Ich bin mir durchaus dessen bewusst, dass in den letzten Jahren lateinamerikanische Rockmusik mit all ihren unterschiedlichen Facetten in Europa immer populärer geworden ist; und dass Bands wie PANTEON ROCOCO und LA VUELA PUERCO unlängst nicht mehr in kleinen Jugendzentren wie in dem meiner Heimatstadt Alfeld spielen. Dennoch hatte ich mich bis jetzt dieser Musikart noch nicht gestellt – Zeit, dies zu ändern.
Einen guten Namen bei dieser erfolgreichen Bildungskampagne hat sich vor allen Dingen das Hannoveraner Label Übersee Records gemacht, das sich auf die Fahnen geschrieben hat, in ihrer Heimat erfolgreiche Kapellen auch auf dem alten Kontinent ein Publikum zu verschaffen. Ob die ansteigende Popularitätskurve dazu beiträgt, dass immer mehr (deutsche) Schüler Spanisch-Kurse belegen wollen, sei einmal dahingestellt, allerdings scheint Spanisch ein neues Coolness-Gefühl zu vermitteln.
Zugegeben, ich bin des Spanischen überhaupt nicht mächtig, besitze rudimentäre Französisch-Kenntnisse, verstehe also kaum ein Wort, kann anhand des Akzentes auch keine Herkunft zuordnen; doch alle Bands – egal ob aus dem staubigen Mexiko oder der rauen argentinischen Pampa – verstehen ihr Handwerk aus dem Effeff, beherrschen ihre Instrumente blind, haben diese von der Pike auf gelernt. Denn Dilettanten können keine Musik machen, bei der nicht selten auf sieben bis acht Mitmusiker geachtet werden und sich auf diese eingestellt werden muss.
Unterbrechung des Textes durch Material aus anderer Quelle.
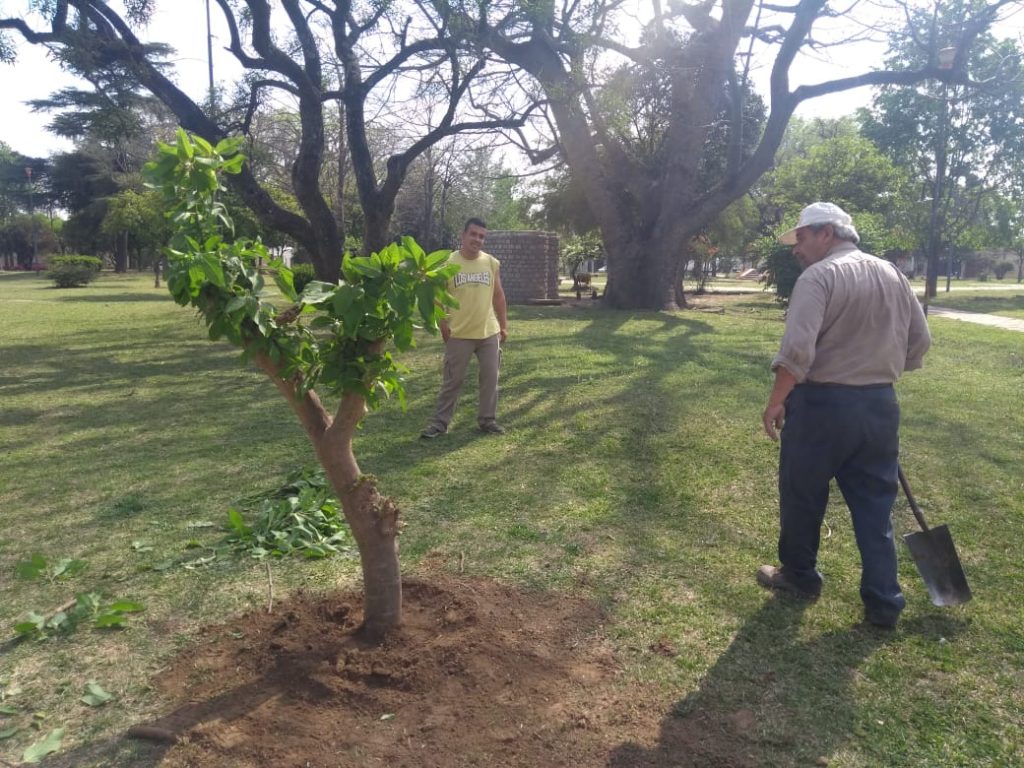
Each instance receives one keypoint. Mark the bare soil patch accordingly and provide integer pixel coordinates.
(479, 675)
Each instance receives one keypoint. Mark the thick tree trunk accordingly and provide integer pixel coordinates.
(642, 275)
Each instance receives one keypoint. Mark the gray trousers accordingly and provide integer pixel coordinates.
(457, 354)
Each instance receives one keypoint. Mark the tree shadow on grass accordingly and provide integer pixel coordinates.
(776, 696)
(159, 294)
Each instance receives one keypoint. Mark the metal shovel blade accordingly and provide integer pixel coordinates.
(936, 558)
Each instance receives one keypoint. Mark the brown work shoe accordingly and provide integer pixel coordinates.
(775, 579)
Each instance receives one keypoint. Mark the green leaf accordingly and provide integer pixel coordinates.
(66, 568)
(233, 165)
(366, 265)
(32, 568)
(108, 621)
(316, 292)
(286, 283)
(435, 259)
(237, 523)
(94, 694)
(48, 745)
(34, 623)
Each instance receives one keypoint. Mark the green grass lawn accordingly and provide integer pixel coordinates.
(634, 472)
(1008, 301)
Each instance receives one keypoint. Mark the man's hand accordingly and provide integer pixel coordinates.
(772, 420)
(774, 415)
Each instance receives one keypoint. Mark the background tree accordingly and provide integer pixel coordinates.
(645, 214)
(333, 338)
(963, 140)
(850, 171)
(139, 218)
(361, 58)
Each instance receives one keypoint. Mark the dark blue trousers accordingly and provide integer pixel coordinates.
(852, 434)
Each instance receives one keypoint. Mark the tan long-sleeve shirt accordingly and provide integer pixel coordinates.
(853, 320)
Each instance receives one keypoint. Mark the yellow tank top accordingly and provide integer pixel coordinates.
(473, 286)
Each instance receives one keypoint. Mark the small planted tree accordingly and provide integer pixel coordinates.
(333, 338)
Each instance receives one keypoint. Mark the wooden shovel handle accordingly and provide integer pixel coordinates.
(909, 497)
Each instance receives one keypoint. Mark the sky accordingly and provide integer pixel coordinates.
(182, 24)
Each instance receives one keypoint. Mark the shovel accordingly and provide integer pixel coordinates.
(935, 556)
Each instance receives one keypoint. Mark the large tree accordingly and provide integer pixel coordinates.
(964, 141)
(397, 65)
(698, 52)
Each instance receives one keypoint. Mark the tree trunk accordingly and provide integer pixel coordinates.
(121, 252)
(373, 518)
(642, 275)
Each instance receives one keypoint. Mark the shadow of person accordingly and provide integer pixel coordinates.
(777, 695)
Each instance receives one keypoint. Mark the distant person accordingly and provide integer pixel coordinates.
(853, 327)
(477, 326)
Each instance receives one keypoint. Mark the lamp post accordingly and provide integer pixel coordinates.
(209, 53)
(945, 61)
(32, 217)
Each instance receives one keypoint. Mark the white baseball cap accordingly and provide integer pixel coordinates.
(817, 213)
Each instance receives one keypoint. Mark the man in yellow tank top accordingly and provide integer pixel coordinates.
(477, 326)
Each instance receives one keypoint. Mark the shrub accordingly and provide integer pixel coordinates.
(782, 269)
(302, 274)
(70, 271)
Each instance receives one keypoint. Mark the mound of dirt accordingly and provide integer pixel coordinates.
(479, 675)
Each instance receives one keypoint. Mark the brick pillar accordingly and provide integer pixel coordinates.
(529, 263)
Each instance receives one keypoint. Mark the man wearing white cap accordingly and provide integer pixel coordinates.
(853, 327)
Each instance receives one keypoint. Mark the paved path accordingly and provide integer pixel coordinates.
(1010, 324)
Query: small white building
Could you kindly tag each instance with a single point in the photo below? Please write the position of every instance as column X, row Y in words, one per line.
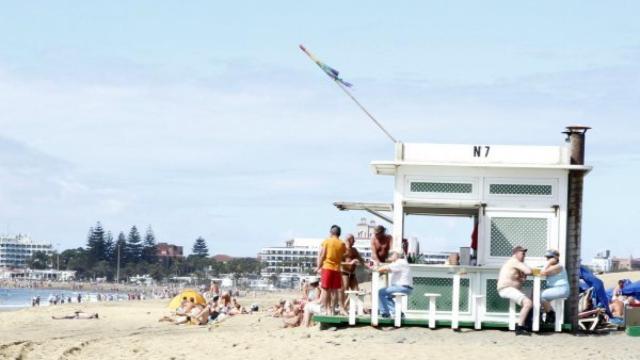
column 298, row 257
column 516, row 195
column 602, row 262
column 38, row 275
column 16, row 250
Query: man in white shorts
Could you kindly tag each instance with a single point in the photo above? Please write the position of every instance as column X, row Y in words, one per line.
column 510, row 280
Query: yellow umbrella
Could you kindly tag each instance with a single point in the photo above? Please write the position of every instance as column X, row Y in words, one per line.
column 188, row 294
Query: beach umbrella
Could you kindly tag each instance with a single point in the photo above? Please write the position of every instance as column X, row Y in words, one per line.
column 188, row 294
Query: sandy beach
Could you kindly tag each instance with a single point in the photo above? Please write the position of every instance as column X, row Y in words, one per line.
column 128, row 330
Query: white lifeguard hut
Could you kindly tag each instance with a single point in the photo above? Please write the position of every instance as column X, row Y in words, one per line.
column 517, row 195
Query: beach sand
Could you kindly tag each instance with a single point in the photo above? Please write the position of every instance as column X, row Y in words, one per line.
column 129, row 330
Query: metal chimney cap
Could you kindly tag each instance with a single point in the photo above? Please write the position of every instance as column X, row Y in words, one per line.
column 577, row 128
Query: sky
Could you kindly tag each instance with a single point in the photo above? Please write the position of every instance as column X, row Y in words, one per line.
column 205, row 119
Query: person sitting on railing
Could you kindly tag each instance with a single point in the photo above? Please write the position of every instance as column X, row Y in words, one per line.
column 381, row 243
column 557, row 284
column 510, row 280
column 400, row 281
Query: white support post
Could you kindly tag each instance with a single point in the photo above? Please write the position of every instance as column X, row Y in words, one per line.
column 398, row 308
column 405, row 303
column 398, row 213
column 455, row 301
column 375, row 288
column 512, row 315
column 536, row 303
column 558, row 307
column 478, row 302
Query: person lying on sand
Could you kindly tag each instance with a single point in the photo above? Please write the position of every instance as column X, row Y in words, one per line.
column 200, row 315
column 293, row 315
column 77, row 315
column 185, row 307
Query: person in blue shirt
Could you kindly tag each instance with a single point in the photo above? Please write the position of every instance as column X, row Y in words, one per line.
column 557, row 284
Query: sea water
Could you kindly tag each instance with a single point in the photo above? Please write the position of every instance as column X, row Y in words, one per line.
column 17, row 298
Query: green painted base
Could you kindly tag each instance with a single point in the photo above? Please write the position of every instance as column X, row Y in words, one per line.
column 633, row 330
column 328, row 321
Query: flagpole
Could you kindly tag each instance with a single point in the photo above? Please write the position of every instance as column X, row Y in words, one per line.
column 365, row 111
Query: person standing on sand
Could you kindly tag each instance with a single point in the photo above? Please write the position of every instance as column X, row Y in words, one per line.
column 400, row 281
column 510, row 280
column 329, row 260
column 350, row 262
column 381, row 243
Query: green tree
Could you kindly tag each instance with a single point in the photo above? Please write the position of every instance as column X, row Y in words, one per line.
column 149, row 252
column 120, row 247
column 109, row 248
column 134, row 246
column 96, row 245
column 200, row 247
column 38, row 260
column 75, row 259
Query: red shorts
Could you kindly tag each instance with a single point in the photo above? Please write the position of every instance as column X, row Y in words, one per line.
column 330, row 279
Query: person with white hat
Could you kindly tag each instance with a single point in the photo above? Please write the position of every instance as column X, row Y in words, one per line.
column 557, row 284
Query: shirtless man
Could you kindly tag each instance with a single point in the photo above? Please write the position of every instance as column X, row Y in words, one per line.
column 350, row 262
column 381, row 243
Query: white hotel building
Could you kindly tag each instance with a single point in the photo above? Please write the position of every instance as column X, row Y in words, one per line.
column 16, row 250
column 299, row 255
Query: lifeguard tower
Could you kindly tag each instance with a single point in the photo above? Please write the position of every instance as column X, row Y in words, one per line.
column 517, row 195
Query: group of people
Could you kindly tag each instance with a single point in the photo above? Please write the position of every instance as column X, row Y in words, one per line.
column 218, row 306
column 619, row 300
column 511, row 280
column 337, row 263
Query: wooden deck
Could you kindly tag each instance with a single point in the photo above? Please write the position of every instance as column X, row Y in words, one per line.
column 328, row 321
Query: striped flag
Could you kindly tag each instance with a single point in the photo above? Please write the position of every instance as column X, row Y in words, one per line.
column 331, row 72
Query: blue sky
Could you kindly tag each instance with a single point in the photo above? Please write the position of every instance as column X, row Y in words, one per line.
column 205, row 118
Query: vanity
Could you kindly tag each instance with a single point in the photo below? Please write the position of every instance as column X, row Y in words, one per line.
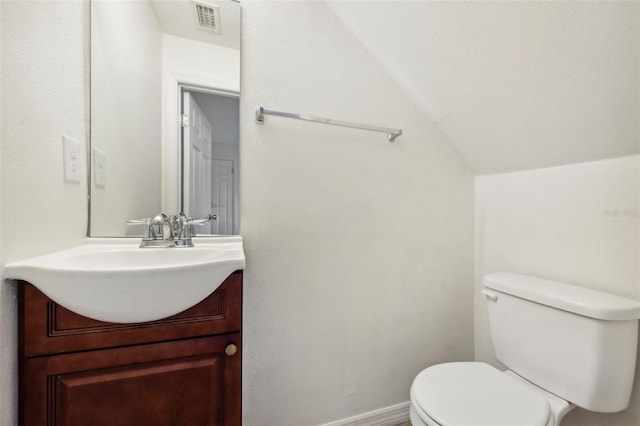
column 182, row 370
column 126, row 361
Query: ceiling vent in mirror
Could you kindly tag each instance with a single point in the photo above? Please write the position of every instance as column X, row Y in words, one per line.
column 207, row 17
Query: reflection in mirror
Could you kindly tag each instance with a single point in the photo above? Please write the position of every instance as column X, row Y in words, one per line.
column 152, row 65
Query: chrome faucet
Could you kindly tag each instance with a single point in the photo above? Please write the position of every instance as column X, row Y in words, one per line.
column 168, row 231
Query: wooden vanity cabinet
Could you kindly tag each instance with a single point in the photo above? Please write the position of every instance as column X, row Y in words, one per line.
column 183, row 370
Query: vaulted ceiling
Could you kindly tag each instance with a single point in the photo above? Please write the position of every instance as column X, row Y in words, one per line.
column 514, row 85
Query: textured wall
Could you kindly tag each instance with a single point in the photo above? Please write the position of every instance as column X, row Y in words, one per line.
column 541, row 83
column 359, row 251
column 126, row 114
column 43, row 97
column 576, row 224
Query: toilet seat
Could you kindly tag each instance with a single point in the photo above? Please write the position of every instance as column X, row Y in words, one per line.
column 475, row 394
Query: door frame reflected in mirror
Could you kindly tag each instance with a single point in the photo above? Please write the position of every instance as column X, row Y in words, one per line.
column 222, row 222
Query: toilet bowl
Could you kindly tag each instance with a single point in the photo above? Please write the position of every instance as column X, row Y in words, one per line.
column 563, row 346
column 475, row 394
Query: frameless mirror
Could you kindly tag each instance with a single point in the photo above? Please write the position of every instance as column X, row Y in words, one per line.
column 165, row 86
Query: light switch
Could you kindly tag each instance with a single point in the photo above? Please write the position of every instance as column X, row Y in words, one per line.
column 99, row 168
column 72, row 159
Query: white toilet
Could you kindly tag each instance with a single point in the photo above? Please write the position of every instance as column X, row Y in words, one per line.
column 564, row 346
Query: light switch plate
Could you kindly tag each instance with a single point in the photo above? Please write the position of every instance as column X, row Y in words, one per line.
column 99, row 168
column 72, row 159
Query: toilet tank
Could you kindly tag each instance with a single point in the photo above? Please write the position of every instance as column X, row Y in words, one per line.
column 576, row 343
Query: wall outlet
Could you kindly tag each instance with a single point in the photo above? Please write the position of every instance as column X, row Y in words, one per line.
column 72, row 159
column 99, row 168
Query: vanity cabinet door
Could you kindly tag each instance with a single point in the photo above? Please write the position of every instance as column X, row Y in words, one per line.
column 194, row 382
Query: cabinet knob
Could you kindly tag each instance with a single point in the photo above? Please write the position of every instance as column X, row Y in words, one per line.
column 231, row 349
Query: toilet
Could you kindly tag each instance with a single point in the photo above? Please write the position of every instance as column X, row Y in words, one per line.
column 563, row 346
ROCOLA BACALAO – was laut Promo soviel heißt wie „Rum-Cola Chef-Boss“, na denn Prost – sind eine neunköpfige Großfamilie aus der ecuadorianischen Hauptstadt Quito, die bemerkenswerte 2850 m über N.N. Liegt. Wo normalerweise brasilianischen und argentinischen Fußballvereinen und Nationalmannschaften in schönster Regelmäßigkeit die Puste wegbleibt und sie gedemütigt ihren Weg nach Hause antreten müssen, atmen ROCOLA BACALAO zuerst einmal tief ein, dann in ihre breite Bläserfront wieder aus und schon beginnt die ausgelassene und schweißtreibende Fiesta. Dass die Combo seit 2001 nicht nur in Ecuador und Südamerika zu den ganz Großen gehört, beweist der Umstand, dass ihr neues Album von Grammy-Gewinner Tweety González (Shakira) produziert wurde und 2010 vom 17.-31. Mai bereits die dritte Europa-Tournee für die Ecuadorianer stattfindet.
ROCOLA BACALAO kreieren auf „Infierno“ einen abwechslungsreichen Mix aus unterschiedlichsten südamerikanischen Stilen und Rhythmen, angereichert mit einer Menge Ska und einer Priese Punkrock. Mal wild tanzend, mal brachial pogend, mal leidenschaftlich schmachtend. Für Fans von Latin-Rock und solche, die es werden wollen, uneingeschränkt empfehlenswert. Ich jedenfalls bin schwer begeistert und muss mich unbedingt informieren, wann die Volkshochschule ihren nächsten Spanisch-Kurs anbietet.